Nelson Mandela appointed former US president Jimmy Carter and South African Archbishop Desmond Tutu to help defuse world trouble spots.

Jimmy Carter in Egypt 370 (photo credit: REUTERS)
Jimmy Carter in Egypt 370
(photo credit: REUTERS)
In 2007, human rights icon Nelson Mandela appointed a “Council of Elders,” including former US president Jimmy Carter and South African Archbishop Desmond Tutu, to help defuse world trouble spots. After an unsuccessful mission to Sudan, they headed for one of several visits to Israel and Palestinian communities to “help people understand the urgency of peace.”
The key to being a successful mediator is the reality and perception of impartiality and fairness.
Back then Israelis were already skeptical about the fairness of these “Elders” who applauded the blizzard of UN resolutions condemning the Jewish state while failing to lead the international community in condemning the terrorism of Hamas and Hezbollah.
Carter and Tutu’s biases against the Jewish state are longstanding: President Carter, despite hosting the signing of the historic peace treaty between Egypt’s president Sadat and Israel’s prime minister Begin in 1979, has for decades lambasted the Jewish state, while giving a virtual moral free pass to the Palestinians, even legitimizing Hamas. He’s failed to acknowledge the 3,000-year presence of the Jewish people in the Holy Land, falsely accused Israel of launching a pre-emptive strike on Jordan in 1967, blamed Israel for the exodus of Christians from Palestinian territories, and faulted Israel for its administration of Christian and Muslim holy sites, when in fact only Israel protects all holy sites and guarantees access to all religions.
Then there is Carter’s last book on the Middle East: Palestine: Peace Not Apartheid. That title alone would have led to protests against a Yeshiva University Cardozo Law School student journal’s award they are presenting this week to the former president for conflict resolution.
Bottom line: Whatever his other achievements, Carter has never resolved his own conflict with the Jewish State of Israel.
And speaking of apartheid, Archbishop Tutu has provided much of the “moral” backbone for this and other slanders against the Jewish state and her people.
In 1989, Bishop Tutu lectured Israel during a visit to Yad Vashem, the national memorial to six million Jews murdered by the Nazis.

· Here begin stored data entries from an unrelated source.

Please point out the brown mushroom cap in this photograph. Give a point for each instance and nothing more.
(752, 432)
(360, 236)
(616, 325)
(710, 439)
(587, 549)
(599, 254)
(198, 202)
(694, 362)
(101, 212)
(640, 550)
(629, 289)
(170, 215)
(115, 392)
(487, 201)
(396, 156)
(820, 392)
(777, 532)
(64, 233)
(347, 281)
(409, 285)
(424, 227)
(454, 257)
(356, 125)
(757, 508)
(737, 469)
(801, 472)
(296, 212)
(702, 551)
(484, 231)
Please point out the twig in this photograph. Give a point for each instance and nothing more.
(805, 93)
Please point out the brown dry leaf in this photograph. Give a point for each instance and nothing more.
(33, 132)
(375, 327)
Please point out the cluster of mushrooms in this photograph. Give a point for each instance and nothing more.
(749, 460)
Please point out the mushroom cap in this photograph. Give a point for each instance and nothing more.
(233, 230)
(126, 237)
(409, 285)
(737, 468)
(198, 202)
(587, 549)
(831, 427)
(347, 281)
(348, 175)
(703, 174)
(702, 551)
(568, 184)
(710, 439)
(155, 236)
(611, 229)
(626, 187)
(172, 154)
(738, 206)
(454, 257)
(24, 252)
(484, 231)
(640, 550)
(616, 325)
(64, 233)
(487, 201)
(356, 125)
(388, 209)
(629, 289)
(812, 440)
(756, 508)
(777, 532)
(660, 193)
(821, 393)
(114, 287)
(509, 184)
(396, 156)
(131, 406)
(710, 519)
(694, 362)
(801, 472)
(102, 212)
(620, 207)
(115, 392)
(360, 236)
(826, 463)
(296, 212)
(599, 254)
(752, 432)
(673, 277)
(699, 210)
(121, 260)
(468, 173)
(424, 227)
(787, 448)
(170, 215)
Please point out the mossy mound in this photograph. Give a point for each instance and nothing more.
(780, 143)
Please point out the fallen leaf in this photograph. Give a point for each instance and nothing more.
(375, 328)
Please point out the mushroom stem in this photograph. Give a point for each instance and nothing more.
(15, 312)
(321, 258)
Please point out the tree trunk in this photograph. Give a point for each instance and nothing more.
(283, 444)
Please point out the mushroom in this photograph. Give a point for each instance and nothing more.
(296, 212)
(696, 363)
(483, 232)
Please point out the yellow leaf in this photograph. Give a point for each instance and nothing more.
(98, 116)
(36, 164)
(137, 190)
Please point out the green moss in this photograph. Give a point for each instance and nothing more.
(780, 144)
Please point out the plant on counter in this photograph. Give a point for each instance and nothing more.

He advised Jews to pray in this fashion: “God, this happened to us.
We pray for those who made it happen, help us to forgive them and help us so that we in our turn will not make others suffer.”
Now, New York commuters are confronted by a poster campaign paid for by the American Muslims for Palestine, which is urging the US to cut off aid to “the Apartheid State” of Israel as part of the global anti-Israel Boycott/divest/sanctions movement: Its headline is this quote from the Nobel Peace Prize winner: “I’ve been very deeply distressed in my visit to the Holy Land; it reminded me so much of what happened to us black people in South Africa.”
What motivates Tutu? His refusal to acknowledge the legitimacy of a future for the Jewish people in some ways echoes the anti-Semitic views expressed in 1938 by his mentor, Mahatma Gandhi, who essentially told the Jews of Europe to accept their pending doom at the hands of the Nazis. And there is theological bias. In 2003, Tutu became a patron of Sabeel International, founded by Palestinian cleric Rev. Dr. Naim Ateek, who has declared: “It seems to many of us that Jesus is on the cross again with thousands of crucified Palestinians around him... The Israeli government crucifixion system is operating daily.”
“Elders” like Carter and Tutu, who demonize the Jewish nation, who deny the Jewish people’s past in the Holy Land, who refuse to acknowledge Israel’s right to defend herself, are neither peaceseekers or peacemakers. Apartheid slanderers and boycott campaigners will only succeed in further emboldening the extremists who have already turned much of the Middle East’s Arab Spring into an international nightmare.
Abraham Cooper is associate dean of the Simon Wiesenthal Center. Dr. Harold Brackman, a historian is a consultant to the Simon Wiesenthal Center.